Amidst all the humor, though, Cam’s experience of mothering a teen contains flashes of true pathos. In one scene she sits on her daughter’s bed and listens to a song from Toy Story 2, remembering her toddler daughter nestled on her lap watching the movie for the first time in the theater. I am sure most mothers can relate to the way memories glint constantly through daily life with children, reminding us of the brilliance of those moments and of their irrevocable loss. It is clear that Cam and Aubrey’s relationship is a very strong one, built on mutual affection and respect. Even as Aubrey’s efforts to define herself strains their bond, Cam can feel that “an umbilical connection joins us and I feel her anguish as surely as if she were kicking me beneath my heart.”

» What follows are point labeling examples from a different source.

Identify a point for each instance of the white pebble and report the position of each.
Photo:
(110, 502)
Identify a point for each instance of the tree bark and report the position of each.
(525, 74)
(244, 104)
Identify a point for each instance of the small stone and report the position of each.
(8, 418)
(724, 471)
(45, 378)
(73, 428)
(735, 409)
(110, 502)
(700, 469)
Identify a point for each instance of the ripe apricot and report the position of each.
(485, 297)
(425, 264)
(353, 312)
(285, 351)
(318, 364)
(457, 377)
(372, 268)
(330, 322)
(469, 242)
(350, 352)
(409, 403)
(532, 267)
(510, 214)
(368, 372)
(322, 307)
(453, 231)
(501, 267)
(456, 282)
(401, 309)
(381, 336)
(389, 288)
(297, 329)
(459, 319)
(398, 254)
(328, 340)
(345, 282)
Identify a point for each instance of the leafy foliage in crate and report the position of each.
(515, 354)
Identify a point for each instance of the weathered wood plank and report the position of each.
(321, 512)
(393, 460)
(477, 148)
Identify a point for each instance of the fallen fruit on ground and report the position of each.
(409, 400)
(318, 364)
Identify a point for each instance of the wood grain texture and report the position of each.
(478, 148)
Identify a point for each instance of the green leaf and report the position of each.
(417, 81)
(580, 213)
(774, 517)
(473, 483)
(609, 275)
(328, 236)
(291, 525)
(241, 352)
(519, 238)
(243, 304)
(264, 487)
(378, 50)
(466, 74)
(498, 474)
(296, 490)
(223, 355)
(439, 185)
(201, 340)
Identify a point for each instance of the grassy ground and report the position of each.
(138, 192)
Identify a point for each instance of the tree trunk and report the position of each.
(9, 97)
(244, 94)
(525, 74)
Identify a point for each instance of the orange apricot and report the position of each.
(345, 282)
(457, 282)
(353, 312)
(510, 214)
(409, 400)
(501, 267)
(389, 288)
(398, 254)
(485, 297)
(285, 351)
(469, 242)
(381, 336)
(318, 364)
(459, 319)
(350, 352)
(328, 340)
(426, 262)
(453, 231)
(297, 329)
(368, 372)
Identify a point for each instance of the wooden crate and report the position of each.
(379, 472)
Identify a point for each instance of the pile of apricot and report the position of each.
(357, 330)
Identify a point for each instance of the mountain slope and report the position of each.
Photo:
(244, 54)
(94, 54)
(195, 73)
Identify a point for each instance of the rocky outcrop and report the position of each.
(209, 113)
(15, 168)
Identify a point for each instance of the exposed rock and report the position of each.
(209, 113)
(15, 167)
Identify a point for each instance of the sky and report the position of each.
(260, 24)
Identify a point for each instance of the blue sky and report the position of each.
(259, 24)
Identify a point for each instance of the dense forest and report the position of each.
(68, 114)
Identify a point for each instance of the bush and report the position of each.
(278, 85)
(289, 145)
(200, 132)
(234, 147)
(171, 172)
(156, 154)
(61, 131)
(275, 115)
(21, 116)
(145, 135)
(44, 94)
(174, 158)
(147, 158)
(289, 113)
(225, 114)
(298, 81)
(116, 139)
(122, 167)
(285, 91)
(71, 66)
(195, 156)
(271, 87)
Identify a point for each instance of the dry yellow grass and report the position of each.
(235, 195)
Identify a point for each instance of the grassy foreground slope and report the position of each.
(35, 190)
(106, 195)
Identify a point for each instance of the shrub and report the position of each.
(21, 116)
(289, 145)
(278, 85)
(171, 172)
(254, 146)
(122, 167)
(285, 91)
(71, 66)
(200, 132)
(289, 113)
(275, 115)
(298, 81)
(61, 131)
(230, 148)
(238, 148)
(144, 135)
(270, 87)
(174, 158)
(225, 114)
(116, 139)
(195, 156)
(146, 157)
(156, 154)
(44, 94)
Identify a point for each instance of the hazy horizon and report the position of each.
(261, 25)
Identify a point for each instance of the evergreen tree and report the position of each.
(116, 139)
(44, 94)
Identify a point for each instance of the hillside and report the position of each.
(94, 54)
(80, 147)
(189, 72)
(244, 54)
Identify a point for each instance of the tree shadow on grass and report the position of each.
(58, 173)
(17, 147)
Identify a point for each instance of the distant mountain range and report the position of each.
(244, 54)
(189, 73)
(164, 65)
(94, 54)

Aubrey, too, is a poignant character, a “quiet, ordinary” girl in the high school marching band who finds herself suddenly the object of the star quarterback’s attentions. As she and the golden, popular “Ty-Mo,” Tyler Moldenhauer, build a friendship that turns into a love affair, Aubrey’s sense of herself shifts on its axis. She leaves the band and sheds her rule-abiding, good-girl behavior. She starts to imagine not going to college, which is her mother’s worst nightmare. Her estranged father, with whom she’s had no contact in 16 years, friends her on Facebook and they commence a surreptitious conversation. Aubrey initially hides both of these relationships from her mother, and it is this deceit that begins their relationship’s slide into difficulty.
Cam is the beating heart of The Gap Year, which is essentially an exploration of her letting go, both her daughter and of the way she thought her life would be. When her ex-husband returns and they work together to find Aubrey, who has then disappeared, we see Cam grappling with the presence of this man she never thought she’d see again on her porch, in her house, in her life. They find their way back to an unimagined truce, and she notes that he “took a different route than I did to arrive back at us together.”
Cam’s embrace of a life whose contours are radically different than she had anticipated is both brave and mature. The romantic relationship that began on a train in Morocco, with a man who was like “crack cocaine” to her, held both heartbreak and, ultimately, redemption. Equally, the bond begun with Aubrey in the hospital, when she was to her infant daughter the source of all comfort, nutrition, and vitality, may indeed endure the enormous strains of adolescence, growing up and growing apart.